Stark & Stark’s Construction Litigation Group has a lot of experience dealing with what are known as “transition” issues. This relates to the process by which control over the common elements of a condominium is turned over from the developer to the unit owners. Not all states have the “transition” process and requirements vary among those that do. For example, in New Jersey, the transition process is triggered by the sale of at least 75 percent of the units in the condominium. The transition process is very complex and results in much litigation, because of the divergent interests of the developer on the one hand, and consumers represented by their condominium association on the other. The developer has typically sold out-or is close to selling out-the project and has already gotten its money out of the development. It is looking to wind down, get its bonds released and get out of the project quickly, so it can move on to the next deal. The condominium association has usually just hired its own independent engineers and property manager to do an objective evaluation of the condition of the common elements and finances of the association.
Most of the time, the unit owners who now control the Board of Directors of the association have no experience with construction and are just getting familiar with the construction issues at the same time that the developer is heading for the door. Normally, by the time the association finds out about design and construction deficiencies and defects, the developer is long gone and there are no more units left to be sold. The developer is typically a shell company set up as a corporation or limited liability company that has no assets and no real interest in doing repairs. Sometimes the developer entity is owned by a reputable builder that may have some interest in protecting its name and reputation, and therefore may be willing to at least discuss doing some repairs. Unfortunately, for practical business reasons addressed below, the developer is almost never willing to spend what is required to fix what is wrong to the satisfaction of the association. That means that the association has no choice other than to litigate or special assess the unit owners hundreds of thousands or millions of dollars to effectuate repairs. We counsel associations on how to deal with these issues.

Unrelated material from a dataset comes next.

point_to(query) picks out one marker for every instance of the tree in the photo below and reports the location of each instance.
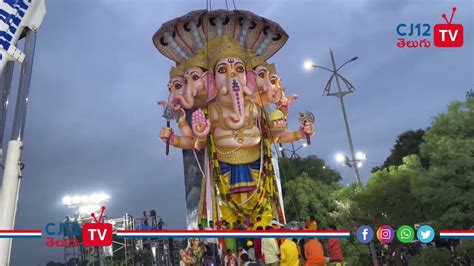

The association is usually in a big hole. It has neither the money nor the experienced leadership to handle the complex process of hiring qualified experts to advise it on the technical construction and financial issues it is confronted with. Counsel therefore has to assist the Board of Directors of the association by recommending competent engineers and/or architects who can give the association reliable, unbiased reports on the condition of the common elements. Counsel also has to recommend to the association accounting experts who can advise the association on various financial issues including, but not limited to, how much money the developer may owe the association for: (a) unpaid monthly maintenance fees that the developer should have paid for developer-owned units prior to their sale; or (b) for benefits derived by the developer-owned units from common elements that the association had to pay to maintain.